Quello che non uccide
David Lagercrantz
Quella che è stata affidata a David
Lagercrantz non era impresa facile, e se proprio non ci fosse riuscito a
portarla a termine, credo che ci sia andato vicinissimo.
Stieg Larsson, uno dei migliori
autori svedesi contemporanei, ci lascia, prematuramente, nel 2004. Giornalista investigativo
(si era occupato in particolare di gruppi di estrema destra nel suo paese),
aveva un sogno nel cassetto, diventare uno scrittore di gialli. Nel 2004, l’anno
della sua morte, contatto un editore per consegnare i primi tre capitoli di
quella che lui aveva pensato come una saga di una decina di volumi. Larsson non
vedrà mai pubblicato il suo capolavoro, ma la trilogia Millenium diventerà un
caso letterario mondiale con milioni di volumi venduti. Creando anche non poche polemiche tra la compagna
dello stesso Larson e la sua famiglia di origine per l’eredità letteraria.

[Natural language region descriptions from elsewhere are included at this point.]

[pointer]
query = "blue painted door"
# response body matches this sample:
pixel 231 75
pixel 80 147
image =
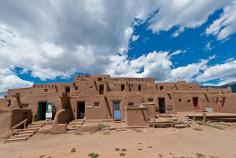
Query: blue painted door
pixel 117 113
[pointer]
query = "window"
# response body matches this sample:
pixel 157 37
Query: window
pixel 101 89
pixel 67 89
pixel 150 99
pixel 96 104
pixel 122 87
pixel 9 103
pixel 131 104
pixel 99 79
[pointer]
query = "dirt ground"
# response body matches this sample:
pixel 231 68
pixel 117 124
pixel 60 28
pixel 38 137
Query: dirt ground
pixel 212 140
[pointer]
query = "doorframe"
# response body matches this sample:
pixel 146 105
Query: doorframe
pixel 40 104
pixel 113 103
pixel 163 110
pixel 78 110
pixel 197 107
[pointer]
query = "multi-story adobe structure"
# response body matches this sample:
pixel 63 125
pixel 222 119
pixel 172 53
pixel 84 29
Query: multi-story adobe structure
pixel 105 97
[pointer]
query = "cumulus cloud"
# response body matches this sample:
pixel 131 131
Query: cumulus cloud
pixel 158 65
pixel 8 80
pixel 56 38
pixel 223 72
pixel 154 64
pixel 184 14
pixel 225 26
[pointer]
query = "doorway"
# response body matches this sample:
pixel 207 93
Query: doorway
pixel 162 106
pixel 42 108
pixel 195 103
pixel 101 89
pixel 116 111
pixel 80 110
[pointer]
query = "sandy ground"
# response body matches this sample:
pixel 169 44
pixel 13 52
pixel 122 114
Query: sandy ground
pixel 196 141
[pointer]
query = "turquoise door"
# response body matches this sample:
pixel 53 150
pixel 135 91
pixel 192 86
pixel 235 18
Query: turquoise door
pixel 117 113
pixel 49 111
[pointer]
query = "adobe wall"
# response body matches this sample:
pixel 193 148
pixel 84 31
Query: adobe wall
pixel 229 104
pixel 31 100
pixel 136 116
pixel 99 93
pixel 184 100
pixel 5 122
pixel 19 115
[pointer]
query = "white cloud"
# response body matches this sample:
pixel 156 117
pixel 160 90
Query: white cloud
pixel 208 46
pixel 225 26
pixel 188 72
pixel 183 14
pixel 9 80
pixel 157 65
pixel 56 38
pixel 154 64
pixel 224 72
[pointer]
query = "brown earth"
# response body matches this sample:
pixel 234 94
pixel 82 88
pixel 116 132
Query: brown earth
pixel 201 140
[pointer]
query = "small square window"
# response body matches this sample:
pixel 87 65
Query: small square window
pixel 122 87
pixel 99 79
pixel 150 99
pixel 67 89
pixel 96 104
pixel 131 104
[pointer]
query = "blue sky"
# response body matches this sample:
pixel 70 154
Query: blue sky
pixel 53 41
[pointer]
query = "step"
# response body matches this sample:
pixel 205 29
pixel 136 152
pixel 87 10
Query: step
pixel 71 128
pixel 26 132
pixel 33 125
pixel 32 128
pixel 15 139
pixel 24 135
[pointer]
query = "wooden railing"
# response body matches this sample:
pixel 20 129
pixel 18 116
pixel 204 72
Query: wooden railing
pixel 18 125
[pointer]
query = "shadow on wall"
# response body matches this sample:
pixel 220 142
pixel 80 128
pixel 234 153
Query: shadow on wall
pixel 10 118
pixel 64 115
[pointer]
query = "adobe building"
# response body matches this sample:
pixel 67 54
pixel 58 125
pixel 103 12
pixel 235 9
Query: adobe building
pixel 122 99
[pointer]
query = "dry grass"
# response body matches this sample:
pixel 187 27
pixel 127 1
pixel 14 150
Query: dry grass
pixel 209 125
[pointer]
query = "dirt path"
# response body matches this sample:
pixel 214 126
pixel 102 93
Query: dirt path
pixel 197 141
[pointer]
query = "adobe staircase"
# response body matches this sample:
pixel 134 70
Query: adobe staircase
pixel 73 125
pixel 25 134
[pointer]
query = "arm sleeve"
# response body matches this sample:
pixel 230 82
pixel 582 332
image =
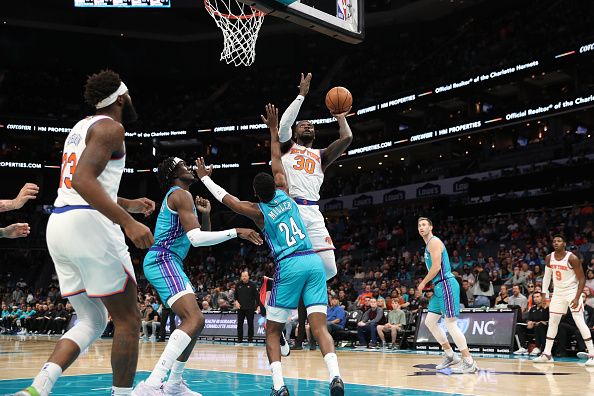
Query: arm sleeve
pixel 288 119
pixel 546 280
pixel 209 238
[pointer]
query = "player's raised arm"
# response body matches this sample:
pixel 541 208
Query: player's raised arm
pixel 285 132
pixel 245 208
pixel 546 279
pixel 339 146
pixel 278 171
pixel 140 205
pixel 181 201
pixel 29 191
pixel 435 249
pixel 106 138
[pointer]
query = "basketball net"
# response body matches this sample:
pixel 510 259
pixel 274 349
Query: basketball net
pixel 240 24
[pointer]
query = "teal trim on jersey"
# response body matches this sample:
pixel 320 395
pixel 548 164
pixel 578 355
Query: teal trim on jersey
pixel 284 230
pixel 169 233
pixel 446 269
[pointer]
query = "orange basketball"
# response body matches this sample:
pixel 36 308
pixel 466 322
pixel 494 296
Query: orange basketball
pixel 339 100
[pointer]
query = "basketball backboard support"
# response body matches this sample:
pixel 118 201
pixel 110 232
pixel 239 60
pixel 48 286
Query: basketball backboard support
pixel 340 19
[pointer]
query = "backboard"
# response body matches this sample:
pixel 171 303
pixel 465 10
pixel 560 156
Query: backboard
pixel 341 19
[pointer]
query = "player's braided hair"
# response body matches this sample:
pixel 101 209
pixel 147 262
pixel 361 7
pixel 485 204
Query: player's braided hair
pixel 100 85
pixel 165 172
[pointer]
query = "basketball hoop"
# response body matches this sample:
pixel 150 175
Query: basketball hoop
pixel 240 24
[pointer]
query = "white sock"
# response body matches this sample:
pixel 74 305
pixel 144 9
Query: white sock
pixel 277 375
pixel 47 377
pixel 115 391
pixel 178 341
pixel 590 346
pixel 176 372
pixel 332 364
pixel 548 347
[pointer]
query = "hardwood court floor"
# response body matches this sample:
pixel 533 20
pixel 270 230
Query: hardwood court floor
pixel 227 369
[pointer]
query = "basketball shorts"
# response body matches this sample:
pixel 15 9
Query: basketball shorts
pixel 316 227
pixel 89 253
pixel 297 276
pixel 561 300
pixel 446 299
pixel 165 271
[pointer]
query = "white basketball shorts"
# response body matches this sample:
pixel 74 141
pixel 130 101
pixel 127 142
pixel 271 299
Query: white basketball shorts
pixel 89 252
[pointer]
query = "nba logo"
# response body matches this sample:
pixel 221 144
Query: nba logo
pixel 341 11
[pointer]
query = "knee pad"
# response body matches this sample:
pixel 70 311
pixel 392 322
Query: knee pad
pixel 92 320
pixel 431 322
pixel 456 333
pixel 329 261
pixel 554 320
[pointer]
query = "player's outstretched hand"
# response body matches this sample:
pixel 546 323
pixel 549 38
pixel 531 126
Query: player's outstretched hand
pixel 304 84
pixel 343 114
pixel 17 230
pixel 250 235
pixel 201 169
pixel 271 119
pixel 202 205
pixel 29 191
pixel 139 234
pixel 142 205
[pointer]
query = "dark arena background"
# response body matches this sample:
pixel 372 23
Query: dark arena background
pixel 476 114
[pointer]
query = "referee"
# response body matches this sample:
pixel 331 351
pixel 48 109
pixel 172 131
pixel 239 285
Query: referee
pixel 246 301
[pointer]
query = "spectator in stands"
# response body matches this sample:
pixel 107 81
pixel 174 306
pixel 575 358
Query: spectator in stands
pixel 589 296
pixel 367 326
pixel 502 297
pixel 590 279
pixel 365 294
pixel 343 299
pixel 483 290
pixel 518 278
pixel 395 323
pixel 151 318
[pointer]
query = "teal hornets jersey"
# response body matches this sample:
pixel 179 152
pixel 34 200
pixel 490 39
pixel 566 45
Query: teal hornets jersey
pixel 283 228
pixel 446 268
pixel 169 233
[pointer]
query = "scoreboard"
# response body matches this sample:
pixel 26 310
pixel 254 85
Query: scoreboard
pixel 123 3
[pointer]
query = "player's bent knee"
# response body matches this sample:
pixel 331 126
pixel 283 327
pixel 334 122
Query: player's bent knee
pixel 278 315
pixel 317 309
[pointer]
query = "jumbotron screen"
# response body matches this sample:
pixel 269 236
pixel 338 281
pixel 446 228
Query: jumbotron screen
pixel 122 3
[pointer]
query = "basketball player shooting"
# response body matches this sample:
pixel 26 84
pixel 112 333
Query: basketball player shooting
pixel 568 283
pixel 299 271
pixel 86 242
pixel 445 301
pixel 305 167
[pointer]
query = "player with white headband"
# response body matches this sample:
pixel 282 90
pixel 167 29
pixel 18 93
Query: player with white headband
pixel 86 242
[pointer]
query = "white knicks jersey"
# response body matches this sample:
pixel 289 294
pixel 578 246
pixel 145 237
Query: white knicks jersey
pixel 73 149
pixel 303 167
pixel 564 277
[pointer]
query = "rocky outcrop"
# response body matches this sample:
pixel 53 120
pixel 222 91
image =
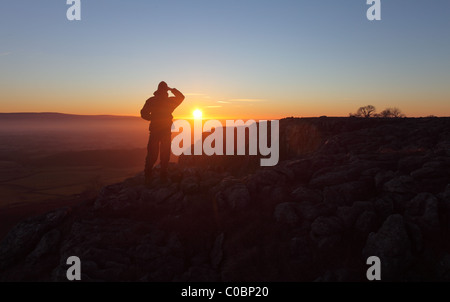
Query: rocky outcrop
pixel 345 189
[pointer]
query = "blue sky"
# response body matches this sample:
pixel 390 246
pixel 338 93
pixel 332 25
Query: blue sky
pixel 249 59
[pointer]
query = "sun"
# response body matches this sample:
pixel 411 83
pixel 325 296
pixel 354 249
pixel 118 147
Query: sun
pixel 197 114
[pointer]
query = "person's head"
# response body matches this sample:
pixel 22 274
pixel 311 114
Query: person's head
pixel 163 86
pixel 163 89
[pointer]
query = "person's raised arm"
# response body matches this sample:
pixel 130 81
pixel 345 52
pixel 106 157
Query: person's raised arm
pixel 145 111
pixel 178 97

Dopo 7 anni dalla pubblicazione
dell’ultimo libro firmato (e dopo che i libri avevano già avuto una loro trasposizione
cinematografica, e addirittura un remake americano oltre agli originali svedesi)
viene chiesto a David Lagercrantz di portare avanti la serie.
Nel 2015 esce così “Quello che non
uccide”.
La storia prosegue da dove avevamo
lasciato i nostri protagonisti. Mikael Blomkvist è alla ricerca di un nuovo
scoop, soprattutto perché la sua rivista non naviga in ottime acque e lui e la
sua socia, Eika, hanno venduto alcune quote della rivista ad un network editoriale
norvegese che vorrebbe trasformare e rendere la rivista più “patinata”. Lisbeth
Salander invece continua a vivere chiusa nel suo appartamento, lontana da
tutti. Siamo nel 2015 e vediamo i primi tentativi dell’utilizzo dell’intelligenza
artificiale. Uno dei più grandi esperti della materia, dopo essere tornato in
Svezia dagli Stati Uniti per prendersi cura del figlio autistico
"savant", entra in contatto con Blomkvist. L'uomo sostiene di avere
informazioni esplosive ma viene ucciso davanti gli occhi del figlio autistico e
dello stesso Blomkvist. Lisbeth, che si era intrufolata nel sistema dell’NSA
americana, vuole aiutare il bambino che è diventato testimone oculare dell’omicidio.
Sicuramente ci troviamo davanti ad
un’operazione commerciale (e non sarebbe la prima del genere), ma ben riuscita.
Infatti, il libro è piacevole e scorre bene, con un buon ritmo e un intreccio
narrativo che regge il paragone dell’opera di Larson, e i personaggi principali
ci sembrano ricalcare molto quelli dello stesso Larson.
Magari mancano le digressioni del padre
di Millenium che ci aveva abituati anche a pagine di denuncia sociali e lunghe
descrizioni che qui un pochino mancano.
Notizia di questi ultimi tempi,
invece, stanno per iniziare le riprese di una serie televisiva sul primo volume
della trilogia. Sceneggiatura e produzione sono affidate a Steve Lightfoot e
Angela LaManna per Sky Original, e da quello che sappiamo la serie, che verrà
girata in Lituania, sarà composta da otto episodi.